素人がなんとなく作ったものです。温かい目で見守って下さい。

二 スモーキング・ブギ


穏便に帰りたかった。

文吾は純粋にそう願い下校していたのに、何故か傷付いた体に鞭を打って、ヒカル先生の後に付いて校内を歩いている。

ヒカル先生は無言のまま特別棟に入っていく。何かがない限り寄り付かない特別棟を上りに上って最上階の四階まで行く。文吾にとって特別棟の四階は未踏の地であり、初めて見る教室ばかりでキョロキョロと周りを見渡す。そんな文吾に構わずヒカル先生はヒールを鳴らして進む。

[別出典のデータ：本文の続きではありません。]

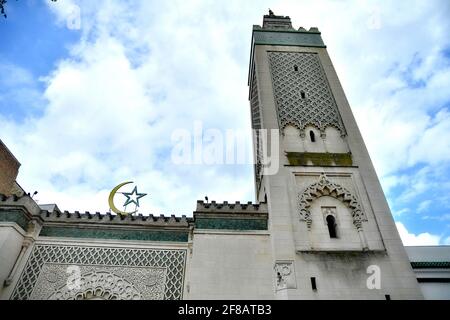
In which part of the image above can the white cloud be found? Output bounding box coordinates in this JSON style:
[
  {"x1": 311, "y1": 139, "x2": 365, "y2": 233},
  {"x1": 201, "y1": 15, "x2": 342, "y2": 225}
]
[
  {"x1": 417, "y1": 200, "x2": 433, "y2": 213},
  {"x1": 395, "y1": 222, "x2": 441, "y2": 246},
  {"x1": 444, "y1": 237, "x2": 450, "y2": 245},
  {"x1": 0, "y1": 0, "x2": 450, "y2": 222}
]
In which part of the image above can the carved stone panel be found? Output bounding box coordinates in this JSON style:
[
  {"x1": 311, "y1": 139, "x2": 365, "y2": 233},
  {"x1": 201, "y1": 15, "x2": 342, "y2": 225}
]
[
  {"x1": 30, "y1": 264, "x2": 166, "y2": 300},
  {"x1": 274, "y1": 261, "x2": 297, "y2": 290},
  {"x1": 268, "y1": 52, "x2": 346, "y2": 136},
  {"x1": 11, "y1": 244, "x2": 186, "y2": 300}
]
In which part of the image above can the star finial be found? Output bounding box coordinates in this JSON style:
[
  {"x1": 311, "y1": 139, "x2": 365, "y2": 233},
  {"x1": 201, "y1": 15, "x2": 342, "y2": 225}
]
[{"x1": 123, "y1": 186, "x2": 147, "y2": 207}]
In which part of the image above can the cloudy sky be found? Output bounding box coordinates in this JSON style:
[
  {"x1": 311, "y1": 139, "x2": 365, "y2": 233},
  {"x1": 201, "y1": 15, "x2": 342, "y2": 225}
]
[{"x1": 0, "y1": 0, "x2": 450, "y2": 245}]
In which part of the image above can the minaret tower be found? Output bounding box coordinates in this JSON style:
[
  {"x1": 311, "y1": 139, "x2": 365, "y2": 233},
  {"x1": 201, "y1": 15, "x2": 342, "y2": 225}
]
[{"x1": 249, "y1": 11, "x2": 422, "y2": 299}]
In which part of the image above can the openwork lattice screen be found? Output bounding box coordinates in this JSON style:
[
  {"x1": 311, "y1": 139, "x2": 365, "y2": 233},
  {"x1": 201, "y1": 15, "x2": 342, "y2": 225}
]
[
  {"x1": 268, "y1": 52, "x2": 345, "y2": 135},
  {"x1": 11, "y1": 245, "x2": 186, "y2": 300}
]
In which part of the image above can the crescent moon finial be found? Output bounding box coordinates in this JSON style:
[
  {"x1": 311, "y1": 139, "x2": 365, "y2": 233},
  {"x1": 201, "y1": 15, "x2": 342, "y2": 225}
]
[{"x1": 108, "y1": 181, "x2": 137, "y2": 216}]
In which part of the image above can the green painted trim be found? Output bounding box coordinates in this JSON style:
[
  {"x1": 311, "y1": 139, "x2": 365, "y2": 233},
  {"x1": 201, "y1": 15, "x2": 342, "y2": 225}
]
[
  {"x1": 253, "y1": 27, "x2": 321, "y2": 34},
  {"x1": 411, "y1": 261, "x2": 450, "y2": 269},
  {"x1": 286, "y1": 152, "x2": 353, "y2": 167},
  {"x1": 253, "y1": 30, "x2": 325, "y2": 48},
  {"x1": 0, "y1": 210, "x2": 30, "y2": 231},
  {"x1": 195, "y1": 218, "x2": 267, "y2": 230},
  {"x1": 39, "y1": 226, "x2": 189, "y2": 242}
]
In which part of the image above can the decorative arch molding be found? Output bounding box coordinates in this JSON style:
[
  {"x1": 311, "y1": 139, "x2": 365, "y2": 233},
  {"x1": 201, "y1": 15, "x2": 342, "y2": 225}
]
[
  {"x1": 298, "y1": 173, "x2": 366, "y2": 230},
  {"x1": 49, "y1": 271, "x2": 142, "y2": 300}
]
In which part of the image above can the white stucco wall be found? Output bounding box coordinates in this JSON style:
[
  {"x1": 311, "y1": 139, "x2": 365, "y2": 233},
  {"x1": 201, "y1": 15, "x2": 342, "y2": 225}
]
[{"x1": 187, "y1": 230, "x2": 274, "y2": 299}]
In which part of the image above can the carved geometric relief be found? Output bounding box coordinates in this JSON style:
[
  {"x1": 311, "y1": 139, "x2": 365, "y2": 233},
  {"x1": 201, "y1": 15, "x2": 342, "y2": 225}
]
[
  {"x1": 250, "y1": 66, "x2": 262, "y2": 191},
  {"x1": 11, "y1": 244, "x2": 186, "y2": 300},
  {"x1": 268, "y1": 52, "x2": 346, "y2": 136},
  {"x1": 30, "y1": 264, "x2": 166, "y2": 300},
  {"x1": 298, "y1": 173, "x2": 366, "y2": 228},
  {"x1": 274, "y1": 261, "x2": 297, "y2": 290}
]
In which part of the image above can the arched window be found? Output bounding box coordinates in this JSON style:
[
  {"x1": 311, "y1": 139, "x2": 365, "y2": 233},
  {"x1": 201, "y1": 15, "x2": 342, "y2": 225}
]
[
  {"x1": 300, "y1": 91, "x2": 306, "y2": 99},
  {"x1": 327, "y1": 215, "x2": 337, "y2": 238}
]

「君は成績に関しては悪くないが、素行が悪すぎる。遅刻、無断欠席、喫煙、他校生徒との暴行、暴走行為……etr 私が揉み消した事件は数知れず」

「自由に生きていく代償ですよ」

 文吾は髪形を直しながら、窓の先にある狭い空を見た。

「不良がおセンチ醸し出すな」 ヒカル先生は文吾のケツに蹴りを入れる。

 前方に倒れ、文吾の頭は窓ガラスに当たりリーゼントが潰れる。この人は何度俺のリーゼントを潰せば気が済むのであろうと横目でヒカル先生を睨む。

「とにかくもう二学期初日にして留年ほぼ確定なのだ」

 あっさりと重大な事実を突きつけられて、物凄い勢いで文吾はヒカル先生を二度見してしまう。

「マジっすか?」

「マジっす」 ヒカル先生はにこやかであった。

 文吾は驚きのあまり肩に掛けている学生鞄がずり下がる。

 なんとなく危ないかなーと思っていたくらいであり、ショックが大きい。

ハ~やばい。何がやばいって正確にはダブるのは別にやばいことじゃない。元々行くつもりはなかった。中学の先公と親に無理矢理入れられたみたいな感じで、高校に入った後は惰性で通い続けていただけだから大して思い入れはない。学校に仲の良い奴もいない。やばいのは、ヤクザより怖い親父になんて言えば良いのか? 親父に『ダブった』なんて言ったら、人生もダブらなきゃいけない。母さん、文子、正文、爺ちゃん、哲治。先に旅立つ愚息をお許しください。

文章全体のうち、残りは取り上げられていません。